I say this because although we psychologists are trained to look at how a child’s behaviors present throughout the testing and account for them along with their abilities and skills, visual processing and behavioral observations are often overlooked during these most informative times.  Unfortunately, this does not happen on any negligent behalf of the psychologist, but more so because psychologists are not trained to detect visual processing issues beyond what the scores present. 

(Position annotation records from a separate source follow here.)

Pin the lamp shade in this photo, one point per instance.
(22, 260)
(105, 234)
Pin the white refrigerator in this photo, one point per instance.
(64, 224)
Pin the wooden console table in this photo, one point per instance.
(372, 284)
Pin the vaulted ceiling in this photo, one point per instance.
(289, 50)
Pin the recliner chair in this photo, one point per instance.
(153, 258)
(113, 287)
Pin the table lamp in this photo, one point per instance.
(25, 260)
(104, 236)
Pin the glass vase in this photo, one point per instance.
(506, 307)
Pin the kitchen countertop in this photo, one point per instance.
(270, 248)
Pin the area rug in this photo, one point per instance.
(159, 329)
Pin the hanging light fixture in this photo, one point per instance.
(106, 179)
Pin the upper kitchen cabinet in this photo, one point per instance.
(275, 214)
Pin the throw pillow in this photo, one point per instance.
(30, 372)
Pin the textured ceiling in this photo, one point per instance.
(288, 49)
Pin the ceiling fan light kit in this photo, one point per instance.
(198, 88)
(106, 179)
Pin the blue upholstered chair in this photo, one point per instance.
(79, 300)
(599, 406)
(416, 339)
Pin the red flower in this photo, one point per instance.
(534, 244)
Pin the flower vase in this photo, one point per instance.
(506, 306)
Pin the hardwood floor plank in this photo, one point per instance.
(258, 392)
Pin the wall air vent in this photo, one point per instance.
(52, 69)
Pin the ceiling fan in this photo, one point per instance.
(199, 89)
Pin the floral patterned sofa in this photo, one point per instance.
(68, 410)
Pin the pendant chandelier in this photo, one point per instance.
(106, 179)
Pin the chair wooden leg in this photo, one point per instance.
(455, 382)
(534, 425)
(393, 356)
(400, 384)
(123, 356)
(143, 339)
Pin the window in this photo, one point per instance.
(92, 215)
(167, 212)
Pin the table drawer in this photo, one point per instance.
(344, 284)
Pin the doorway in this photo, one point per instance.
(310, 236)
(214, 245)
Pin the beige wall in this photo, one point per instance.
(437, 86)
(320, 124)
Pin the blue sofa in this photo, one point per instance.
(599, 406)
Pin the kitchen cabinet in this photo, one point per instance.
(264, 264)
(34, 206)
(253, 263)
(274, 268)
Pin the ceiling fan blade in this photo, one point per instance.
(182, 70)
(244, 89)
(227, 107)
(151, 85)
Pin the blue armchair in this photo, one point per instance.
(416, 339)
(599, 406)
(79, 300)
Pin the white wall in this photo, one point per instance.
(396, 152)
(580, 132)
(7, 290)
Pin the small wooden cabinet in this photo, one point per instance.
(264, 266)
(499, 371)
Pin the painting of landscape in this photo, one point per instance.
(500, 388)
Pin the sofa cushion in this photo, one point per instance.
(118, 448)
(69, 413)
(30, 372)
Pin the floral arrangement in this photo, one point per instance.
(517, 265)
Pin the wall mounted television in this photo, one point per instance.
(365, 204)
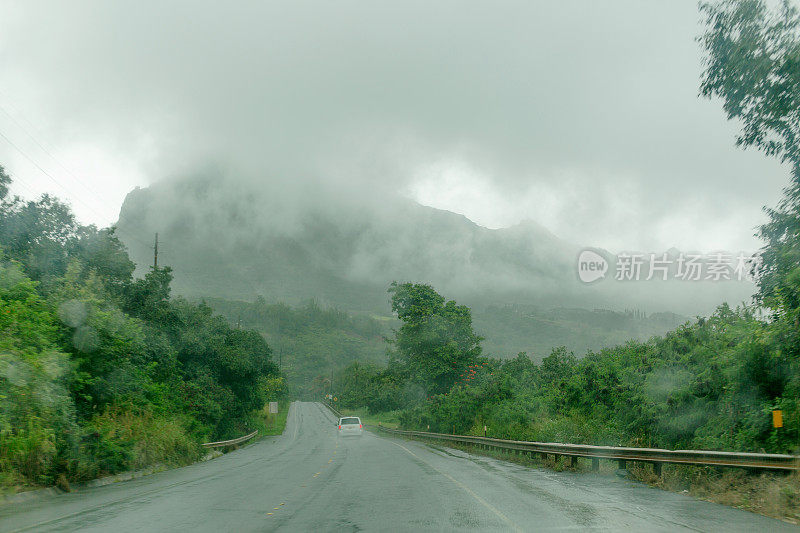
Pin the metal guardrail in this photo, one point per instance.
(334, 411)
(655, 456)
(230, 442)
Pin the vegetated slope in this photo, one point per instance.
(232, 238)
(510, 329)
(310, 342)
(102, 372)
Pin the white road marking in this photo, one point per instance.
(466, 489)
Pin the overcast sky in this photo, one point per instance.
(582, 116)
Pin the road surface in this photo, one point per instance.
(310, 480)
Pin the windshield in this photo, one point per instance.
(400, 265)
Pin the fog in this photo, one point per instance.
(583, 117)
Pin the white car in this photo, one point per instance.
(350, 425)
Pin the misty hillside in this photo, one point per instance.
(234, 239)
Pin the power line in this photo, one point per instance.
(54, 180)
(57, 161)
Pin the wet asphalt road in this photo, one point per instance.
(308, 479)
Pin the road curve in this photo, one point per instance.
(310, 480)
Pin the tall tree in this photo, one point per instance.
(436, 340)
(753, 64)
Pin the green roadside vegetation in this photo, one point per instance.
(101, 372)
(711, 383)
(389, 419)
(272, 424)
(308, 340)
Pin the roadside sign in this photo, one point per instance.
(777, 418)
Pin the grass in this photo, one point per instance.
(388, 419)
(268, 424)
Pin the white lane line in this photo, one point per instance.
(468, 490)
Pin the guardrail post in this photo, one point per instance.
(657, 469)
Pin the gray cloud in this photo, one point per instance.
(591, 103)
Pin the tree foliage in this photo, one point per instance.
(436, 340)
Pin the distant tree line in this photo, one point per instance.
(709, 384)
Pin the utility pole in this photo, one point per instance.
(155, 254)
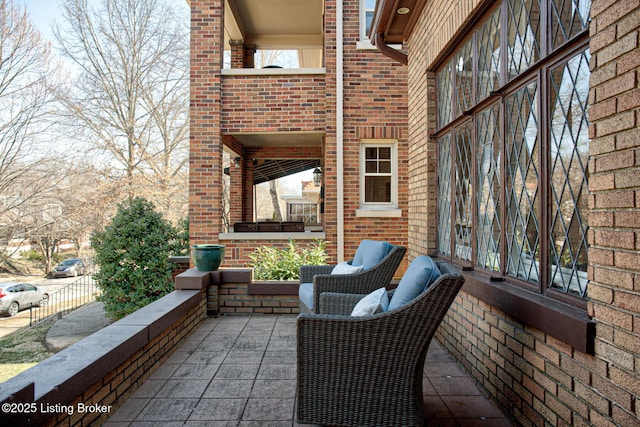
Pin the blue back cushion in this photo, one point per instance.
(370, 253)
(421, 273)
(305, 293)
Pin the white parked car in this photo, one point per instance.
(16, 296)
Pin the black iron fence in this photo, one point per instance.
(65, 300)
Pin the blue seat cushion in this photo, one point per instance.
(373, 303)
(421, 273)
(370, 253)
(305, 293)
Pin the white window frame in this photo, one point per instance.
(386, 209)
(364, 42)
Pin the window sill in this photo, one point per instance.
(569, 324)
(280, 235)
(379, 213)
(367, 45)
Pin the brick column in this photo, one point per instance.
(247, 191)
(205, 161)
(242, 56)
(237, 53)
(236, 175)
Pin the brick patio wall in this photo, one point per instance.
(103, 370)
(534, 377)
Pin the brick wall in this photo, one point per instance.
(117, 387)
(103, 370)
(285, 103)
(534, 377)
(205, 156)
(235, 298)
(375, 105)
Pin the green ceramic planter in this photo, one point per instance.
(207, 257)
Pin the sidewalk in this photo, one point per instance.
(76, 325)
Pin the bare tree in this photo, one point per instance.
(130, 98)
(26, 78)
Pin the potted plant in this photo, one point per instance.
(207, 257)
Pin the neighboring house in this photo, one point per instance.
(304, 207)
(344, 110)
(524, 166)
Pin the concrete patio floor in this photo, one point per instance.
(241, 371)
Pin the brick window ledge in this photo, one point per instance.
(379, 213)
(568, 324)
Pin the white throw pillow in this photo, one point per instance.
(346, 268)
(376, 302)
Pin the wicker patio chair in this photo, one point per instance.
(367, 371)
(363, 282)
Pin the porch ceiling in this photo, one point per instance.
(267, 170)
(275, 24)
(395, 19)
(280, 139)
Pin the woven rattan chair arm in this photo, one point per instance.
(338, 303)
(308, 271)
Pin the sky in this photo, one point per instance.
(42, 13)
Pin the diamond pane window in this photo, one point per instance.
(464, 77)
(489, 55)
(513, 147)
(523, 35)
(463, 191)
(569, 153)
(489, 190)
(522, 178)
(444, 194)
(568, 18)
(443, 84)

It is usually the parent who asks the psychologist “have you ever heard of vision therapy?" and "do you think my child needs this?” 
Visual processing difficulties can present in many ways across testing.  If you are a parent who has had your child tested before or is going to in the future you will likely hear/see the abbreviated terms of the testing materials used.  Some of the most frequently used tests are the WISC-V, WPPSI, WJ-IV, Bender-Gestalt II, GORT-5, GSRT, and the WIAT-III which assess cognitive abilities, visual motor integration, and academic achievement (reading, writing and math).  Across each of these measures your child may present with below average scores--- your provider will spend some time discussing this and if your child presents as average it is likely he/she will move on during any type of feedback unless you stop them.  Nonetheless, you should inquire about what the processes of your child’s work looked like.  By asking these questions you will know whether or not you should turn to vision therapy or consult further about your child’s visual processing.

Here are some suggestions I would recommend asking the evaluator:


During testing did my child...


Work closely to the page

Have difficulty copying items (i.e. reversals or exerting excessive energy)

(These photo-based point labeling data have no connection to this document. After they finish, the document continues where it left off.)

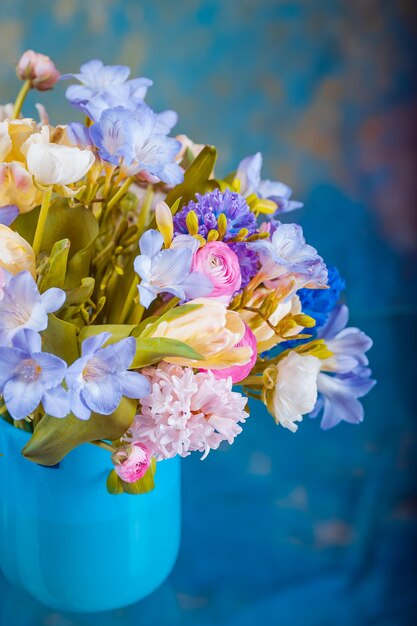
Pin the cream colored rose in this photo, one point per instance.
(16, 254)
(265, 335)
(294, 392)
(212, 330)
(17, 187)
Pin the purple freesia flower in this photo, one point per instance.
(8, 214)
(99, 378)
(169, 271)
(29, 376)
(23, 307)
(344, 377)
(132, 137)
(287, 253)
(249, 175)
(103, 86)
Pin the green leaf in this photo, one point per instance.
(53, 438)
(80, 226)
(25, 224)
(118, 331)
(153, 349)
(80, 294)
(196, 178)
(60, 338)
(57, 266)
(146, 330)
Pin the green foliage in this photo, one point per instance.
(56, 269)
(153, 349)
(118, 331)
(144, 330)
(60, 338)
(53, 438)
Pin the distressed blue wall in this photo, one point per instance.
(317, 528)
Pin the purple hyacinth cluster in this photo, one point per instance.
(210, 206)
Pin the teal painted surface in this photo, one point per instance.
(314, 528)
(70, 544)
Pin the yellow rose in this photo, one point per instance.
(16, 254)
(265, 336)
(17, 187)
(212, 330)
(13, 134)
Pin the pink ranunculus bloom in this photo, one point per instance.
(221, 265)
(39, 69)
(239, 372)
(131, 461)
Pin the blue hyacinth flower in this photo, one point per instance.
(23, 307)
(99, 379)
(29, 376)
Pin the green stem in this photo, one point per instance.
(46, 201)
(104, 445)
(132, 293)
(120, 193)
(21, 97)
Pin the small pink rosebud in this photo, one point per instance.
(39, 69)
(239, 372)
(131, 461)
(217, 261)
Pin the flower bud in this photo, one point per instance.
(39, 69)
(131, 461)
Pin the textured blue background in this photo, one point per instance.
(318, 528)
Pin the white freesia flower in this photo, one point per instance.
(54, 164)
(295, 390)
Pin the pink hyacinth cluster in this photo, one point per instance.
(186, 412)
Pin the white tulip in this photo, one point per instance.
(295, 390)
(54, 164)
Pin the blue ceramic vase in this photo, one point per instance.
(73, 546)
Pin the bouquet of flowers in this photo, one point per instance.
(137, 287)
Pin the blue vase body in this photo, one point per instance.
(73, 546)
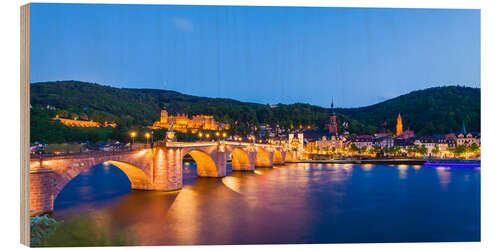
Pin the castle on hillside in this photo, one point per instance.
(182, 123)
(332, 122)
(404, 134)
(399, 125)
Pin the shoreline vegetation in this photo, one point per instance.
(79, 231)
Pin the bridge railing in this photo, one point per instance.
(85, 154)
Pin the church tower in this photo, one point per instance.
(399, 126)
(332, 123)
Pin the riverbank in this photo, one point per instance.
(366, 161)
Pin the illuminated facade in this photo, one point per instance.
(399, 126)
(182, 123)
(332, 122)
(83, 124)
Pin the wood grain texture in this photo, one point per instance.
(25, 122)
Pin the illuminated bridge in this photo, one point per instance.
(158, 168)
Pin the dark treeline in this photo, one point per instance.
(430, 111)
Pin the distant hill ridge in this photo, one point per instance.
(429, 111)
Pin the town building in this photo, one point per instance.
(84, 124)
(363, 141)
(468, 139)
(182, 123)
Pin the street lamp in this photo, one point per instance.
(133, 134)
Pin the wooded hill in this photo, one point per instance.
(427, 112)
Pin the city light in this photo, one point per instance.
(133, 134)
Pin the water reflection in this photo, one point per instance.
(402, 171)
(296, 203)
(444, 176)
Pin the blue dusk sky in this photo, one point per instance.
(269, 55)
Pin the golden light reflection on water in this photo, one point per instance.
(367, 167)
(281, 205)
(402, 171)
(233, 183)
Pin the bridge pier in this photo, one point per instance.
(158, 168)
(41, 190)
(167, 169)
(244, 162)
(264, 159)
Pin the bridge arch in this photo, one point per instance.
(137, 177)
(263, 158)
(241, 161)
(205, 164)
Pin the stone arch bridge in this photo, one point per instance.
(158, 168)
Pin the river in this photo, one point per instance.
(296, 203)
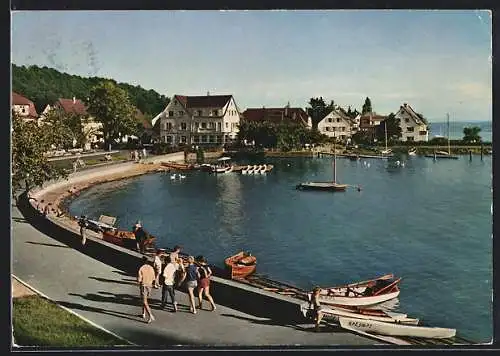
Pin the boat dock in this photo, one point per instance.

Seem to slow down or spend more time re-reading parts of larger passages

Write words that exhibited letter reversals

Fatigue during reading tasks

Exhibit lip biting or excessive mouth movements during reading

Express complaints when approaching reading/writing tasks

Skip lines when reading aloud

Read the words accurately, but exhibit minimal comprehension

Write sentences with poor spacing or ‘floating’ letters off the line

Not attend to the mathematical sign changes

Exhibit minimal organization across tasks, both spatially and/or verbally

Have difficulty following multi-step directions

Have difficulty self-monitoring during tasks

Have a short attention span for particular tasks

Exhibit dysfluency across timed tasks


These questions are important to ask because they are all signs of visually related difficulties that can be causing your child to exert additional effort or strain of the eyes, which often go unrecognized.  Regardless of your child’s performance on these measures, it is by understanding his/her behaviors throughout the testing that will enable you to detect visual processing difficulties and a need for vision therapy.  Remember, you are your child’s best expert witness!